Séoul prévoit également de criminaliser les « pactes de suicide », de décourager la diffusion de programmes télévisés valorisant le suicide, et de rendre obligatoire la sensibilisation au suicide pour tous les soldats. Son objectif affiché est de faire passer le taux de suicide de la Corée du Sud de 26,6 suicides pour 100 000 habitants à 17 pour 100 000. Mais ses dernières campagnes de lutte contre le suicide se sont avérées inefficaces. Voire même contre-productives.

« Le pont Mapo, qui traverse le fleuve Han à Séoul, a vu tant de gens se jeter à l’eau qu’il a été rebaptisé “pont du suicide” », raconte Kim Yeong-ha. « En 2012, le gouvernement de Séoul et l’assureur Samsung Life Insurance ont lancé un projet conjoint pour transformer le “pont du suicide” en “pont de la vie”. Une entreprise de publicité a invité le public à suggérer des salutations à placer sur des panneaux lumineux au-dessus des garde-fous du pont. Les panneaux s’illuminaient au fur et à mesure que les gens s’approchaient des grilles, saluant les piétons avec des phrases comme “Je sais que c’est difficile pour vous ”et “Comment allez-vous aujourd’hui ?” Un an plus tard, le taux de suicide du pont Mapo était six fois plus élevé. Au lieu de dissuader les gens de se tuer, la campagne du “pont de la vie” les y a encouragés. »

Et que vaut une campagne de prévention sans profonde remise en cause de la société ? Pour Philippe Li, s’il n’y en a pas en Corée du Sud, c’est « parce que le système, finalement, est rodé ». « Beaucoup de gens savent que ce n’est pas le plus épanouissant ni le plus exemplaire. Mais c’est un modèle qui a fait ses preuves et fonctionne dans cette société très confucianiste qui prône un certain nombre de valeurs primordiales, dont une valeur clé : le travail. En revanche, on observe un mouvement sociétal, une aspiration à vivre différemment, mieux. Avec un peu plus de temps libre et d’initiative personnelle. Les jeunes n’ont plus les mêmes réflexes et ne vivent plus de la même manière que les anciennes générations. »

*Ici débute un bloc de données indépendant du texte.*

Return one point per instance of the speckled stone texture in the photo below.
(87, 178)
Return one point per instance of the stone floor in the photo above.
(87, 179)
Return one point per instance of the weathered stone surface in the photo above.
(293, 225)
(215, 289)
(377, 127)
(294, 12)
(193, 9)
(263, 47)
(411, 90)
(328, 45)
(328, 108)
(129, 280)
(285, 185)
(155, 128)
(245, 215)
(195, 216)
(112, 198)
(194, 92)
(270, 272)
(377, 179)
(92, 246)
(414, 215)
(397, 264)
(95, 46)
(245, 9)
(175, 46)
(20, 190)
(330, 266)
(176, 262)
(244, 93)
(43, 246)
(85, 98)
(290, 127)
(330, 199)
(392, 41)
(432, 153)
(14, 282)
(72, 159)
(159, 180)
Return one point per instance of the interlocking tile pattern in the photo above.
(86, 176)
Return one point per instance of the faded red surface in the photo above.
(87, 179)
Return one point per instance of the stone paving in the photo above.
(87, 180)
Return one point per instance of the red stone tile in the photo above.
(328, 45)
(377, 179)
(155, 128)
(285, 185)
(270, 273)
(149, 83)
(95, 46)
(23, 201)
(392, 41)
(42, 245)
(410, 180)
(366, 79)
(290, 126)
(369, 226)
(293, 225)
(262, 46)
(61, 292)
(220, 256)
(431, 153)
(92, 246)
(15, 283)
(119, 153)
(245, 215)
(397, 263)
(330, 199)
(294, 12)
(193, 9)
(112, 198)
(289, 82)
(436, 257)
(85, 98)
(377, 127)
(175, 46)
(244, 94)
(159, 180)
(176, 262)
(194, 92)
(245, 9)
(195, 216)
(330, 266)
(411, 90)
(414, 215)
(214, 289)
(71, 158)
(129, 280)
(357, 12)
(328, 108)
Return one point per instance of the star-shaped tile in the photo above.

Le sourire de l’actrice Choi Jin-sil

Ce sont les jeunes, justement, qui ont le plus pleuré la mort de Kim Jong-hyun. Est-ce que leurs larmes seront le point de départ d’une véritable rébellion ? Rien n’est moins sûr, d’autant que le chanteur de SHINee n’est pas la première star sud-coréenne à se donner la mort. « On a vu des cas se répéter depuis une quinzaine d’années. Il y a eu plusieurs artistes, pas seulement des chanteurs. Davantage qu’avant. Et un cas reste emblématique : la mort de l’actrice qui était quasiment la plus en vue à l’époque, Choi Jin-sil (…) trois semaines après le suicide d’un autre acteur. Cela avait crée un raz-de-marée émotionnel et médiatique. » Mais pas de remise en cause du modèle promu par la société sud-coréenne.